Thursday, December 13, 2001

Golf tourney
for Harris under
state scrutiny

A campaign spending official
questions whether it was an
unreported fund-raiser

By Rick Daysog

The state Campaign Spending Commission is investigating a golf tournament linked to Mayor Jeremy Harris' 2000 re-election effort, as it steps up its probe of the Harris campaign.

The golf tournament, which was held in October 2000 at the Waikele Golf Club, raised about $20,000. But the tournament was not registered with the commission as a political fund-raiser, and none of the money raised was mentioned in the mayor's public filings, said Bob Watada, the commission's executive director.

"What we found is that some people contributed to a golf tournament which appears to be a Harris fund-raiser, but there doesn't appear to be any record of the fund-raiser in the Harris report," Watada said.

Event organizer Dennis Enomoto said the tournament was not a fund-raiser and was unrelated to the Harris campaign.

Enomoto, who recently was named to the Honolulu Liquor Commission by Harris, said he organized the tournament for friends to celebrate Harris' victory in the September 2000 primary over challenger Mufi Hannemann.

Enomoto said the event attracted about 140 people including Harris and that he did not think he had to register the tournament as a fund-raiser because it did not make money. Proceeds were spent on meals, golf course rental, T-shirts and other door prizes, he added.

Enomoto, a volunteer in the Harris 2000 campaign, added that his appointment to the Liquor Commission is unrelated to any political work he has done for the mayor. Harris is running for governor as a Democrat.

Enomoto said he supported Harris for many years for his tireless work for the city. "We put on a golf tournament for a bunch of friends. We didn't want it to be a campaign thing at all."

Watada said several contributors told him they thought they were making a political contribution when they sent their checks to the tourney.

Watada said he recently subpoenaed the golf tournament's banking records and found more than 40 checks from local developers, architects and engineers who each paid $300 to $900 to the event.

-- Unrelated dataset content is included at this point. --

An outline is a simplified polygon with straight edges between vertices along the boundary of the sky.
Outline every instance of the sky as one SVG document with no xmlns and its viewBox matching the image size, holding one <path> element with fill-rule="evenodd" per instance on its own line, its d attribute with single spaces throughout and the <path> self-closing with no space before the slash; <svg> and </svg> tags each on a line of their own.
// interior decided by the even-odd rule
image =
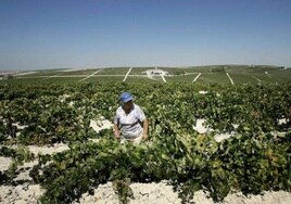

Most of the checks were made out to "Mayor Harris 2000 Golf Tournament," and one $300 check listed "political contribution" for the purpose for the funds, Watada said.

Under state law, candidates must list all contributions of $100 or more in their public filings with the commission. They also must file a notice with the commission if they intend to hold a fund-raiser.

The inquiry into the golf event comes as the Campaign Spending Commission expands its investigation into the Harris campaign. Last month, the commission fined five Harris contributors more than $7,000 for giving excessive campaign contributions. The commission also disclosed that it is investigating more than 50 local businesses and individuals that may have exceeded the $4,000 contribution limit for Harris' 2000 re-election effort.

Many of those firms were first identified in a Star-Bulletin investigation in June that found the Harris campaign raised nearly $750,000 from people linked to dozens of companies that do business with the city.

But Watada said the commission's investigation is not limited to the Harris campaign.

He said that some of the firms that contributed to the Harris campaign also gave large sums to the campaigns of Gov. Ben Cayetano, Lt. Gov. Mazie Hirono, Maui Mayor James Apana and Honolulu mayoral candidate Mufi Hannemann.

People linked to the engineering firm of Geolabs Inc. donated a total of $180,000 to the five candidates during the past several years, state campaign records show.

Chris Parsons, an attorney for the Harris campaign, said he is not surprised that the commission is now targeting the Harris campaign, but denied any wrongdoing.

Parsons took issue with Watada's recent public comments on the investigation, saying Watada is selectively releasing raw investigative data that unfairly tarnish the Harris campaign.

Watada's recent criticisms of the Harris campaign are based on "vague accusations" and "suspicions," but not proof, he added.

"It's one thing to respond to allegations of wrongdoing. It's another to respond to suspicions. It betrays a lack of partiality," Parsons said. "We will continue to cooperate with their investigation. If we find out there was anything wrong or mistakes have been made, we'll correct it. It's always been our policy."